Natural Language Processing refers to the interface between natural human speech or writing and a computer. This technology includes speech recognition, natural language processing and is moving onto generating natural language.  The background of Natural Language Processing (NLP) can be traced back to Alan Turing in the 1950s and relied heavily on machine learning to develop specific language-oriented algorithms; however, in recent years NLP has made rapid developments thanks to increases in computing power.

NLP has directly led to the development of Chatbots and virtual assistants. These have been used in a wide range of consumer applications and are now being adapted for use in the professional services sector.

NLP has the capability to carry out smart searches of existing regulation, cases and associated commentary, and to understand its meaning. Using smart search tools can cut back on manual time spent on research, leading to immediate efficiency savings.

Predictive analytics is the branch of advanced analytics which encompasses a variety of statistical techniques from data mining, predictive modelling and machine learning, which analyses current and historical facts to make predictions about future or otherwise unknown events.

Robotic Process Automation (RPA systems carry out repeatable tasks normally undertaken by either separate applications and/or by people. The tasks tend to cover queries, calculations, and transactions. RPA systems can be set up to manage multiple steps and turn them into an integral workflow such as taking received forms, sending receipts, filing the form, and updating the spreadsheet with the name of the form and so on.

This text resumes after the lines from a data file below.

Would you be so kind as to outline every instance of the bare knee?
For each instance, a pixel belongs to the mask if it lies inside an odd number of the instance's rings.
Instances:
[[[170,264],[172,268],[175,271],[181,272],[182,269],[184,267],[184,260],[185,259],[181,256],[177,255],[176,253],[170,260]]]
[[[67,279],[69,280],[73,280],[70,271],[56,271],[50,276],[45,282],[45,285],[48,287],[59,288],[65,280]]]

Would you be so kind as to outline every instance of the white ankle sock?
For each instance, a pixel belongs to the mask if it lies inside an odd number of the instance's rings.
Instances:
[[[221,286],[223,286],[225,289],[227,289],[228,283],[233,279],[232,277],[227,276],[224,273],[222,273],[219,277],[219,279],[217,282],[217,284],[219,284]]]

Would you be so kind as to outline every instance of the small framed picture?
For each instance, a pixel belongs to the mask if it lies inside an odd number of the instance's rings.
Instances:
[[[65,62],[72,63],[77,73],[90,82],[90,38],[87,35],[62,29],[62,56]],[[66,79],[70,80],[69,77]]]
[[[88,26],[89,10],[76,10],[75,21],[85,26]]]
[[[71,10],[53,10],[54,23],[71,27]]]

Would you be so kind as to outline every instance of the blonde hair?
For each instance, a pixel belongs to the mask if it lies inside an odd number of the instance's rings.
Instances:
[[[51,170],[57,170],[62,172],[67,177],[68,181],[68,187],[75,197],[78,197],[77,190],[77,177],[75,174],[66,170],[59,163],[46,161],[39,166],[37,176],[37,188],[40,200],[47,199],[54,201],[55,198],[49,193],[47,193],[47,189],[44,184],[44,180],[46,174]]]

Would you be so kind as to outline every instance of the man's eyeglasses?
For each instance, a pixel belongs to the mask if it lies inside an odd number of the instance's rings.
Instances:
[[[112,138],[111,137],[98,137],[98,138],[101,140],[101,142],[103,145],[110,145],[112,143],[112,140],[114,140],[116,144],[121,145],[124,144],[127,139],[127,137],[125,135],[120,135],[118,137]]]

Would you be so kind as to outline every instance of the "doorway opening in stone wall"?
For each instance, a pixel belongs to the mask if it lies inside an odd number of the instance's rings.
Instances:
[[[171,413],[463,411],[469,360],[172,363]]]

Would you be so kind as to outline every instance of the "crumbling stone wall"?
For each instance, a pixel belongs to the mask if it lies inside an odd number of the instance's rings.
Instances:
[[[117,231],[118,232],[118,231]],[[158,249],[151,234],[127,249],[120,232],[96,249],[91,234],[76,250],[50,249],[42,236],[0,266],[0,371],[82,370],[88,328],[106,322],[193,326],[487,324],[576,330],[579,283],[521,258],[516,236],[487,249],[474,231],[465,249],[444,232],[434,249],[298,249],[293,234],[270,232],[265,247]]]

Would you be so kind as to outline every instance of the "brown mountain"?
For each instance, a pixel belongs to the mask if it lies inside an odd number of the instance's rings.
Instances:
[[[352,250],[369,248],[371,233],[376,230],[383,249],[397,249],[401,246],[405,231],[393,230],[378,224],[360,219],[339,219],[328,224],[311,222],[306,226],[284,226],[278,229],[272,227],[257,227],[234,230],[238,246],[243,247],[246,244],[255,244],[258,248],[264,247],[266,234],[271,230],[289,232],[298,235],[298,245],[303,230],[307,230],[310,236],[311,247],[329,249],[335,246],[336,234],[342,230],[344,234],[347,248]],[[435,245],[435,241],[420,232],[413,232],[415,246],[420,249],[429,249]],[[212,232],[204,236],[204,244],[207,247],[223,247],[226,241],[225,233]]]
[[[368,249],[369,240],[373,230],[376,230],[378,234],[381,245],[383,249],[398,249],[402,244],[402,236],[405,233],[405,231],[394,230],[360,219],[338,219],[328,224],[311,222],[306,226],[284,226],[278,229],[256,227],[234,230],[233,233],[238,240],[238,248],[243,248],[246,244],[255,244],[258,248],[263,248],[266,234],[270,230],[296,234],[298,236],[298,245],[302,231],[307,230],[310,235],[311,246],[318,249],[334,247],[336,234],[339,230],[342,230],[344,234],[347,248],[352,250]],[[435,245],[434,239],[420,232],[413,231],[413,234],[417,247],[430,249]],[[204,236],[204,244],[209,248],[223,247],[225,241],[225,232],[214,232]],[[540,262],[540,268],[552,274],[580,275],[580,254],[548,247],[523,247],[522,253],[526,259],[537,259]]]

Robotic process automation is becoming more prevalent in professional services. RPA automates standard processes, which in today’s professional firms are manifold. Client on-boarding; client due diligence (know your client); anti-money laundering, template contract generation, corporate secretarial, conveyancing, compliance work and conflict checks are just some of the processes dominating professionals’ time. RPAs reduce risk due to human error and can have a direct positive impact on compliance. The returns are quick and can significantly reduce the cost base.

Unsupervised machine learning algorithms infer patterns from a data set without reference to known or labelled outcomes and can be used for discovering the underlying structure of the data.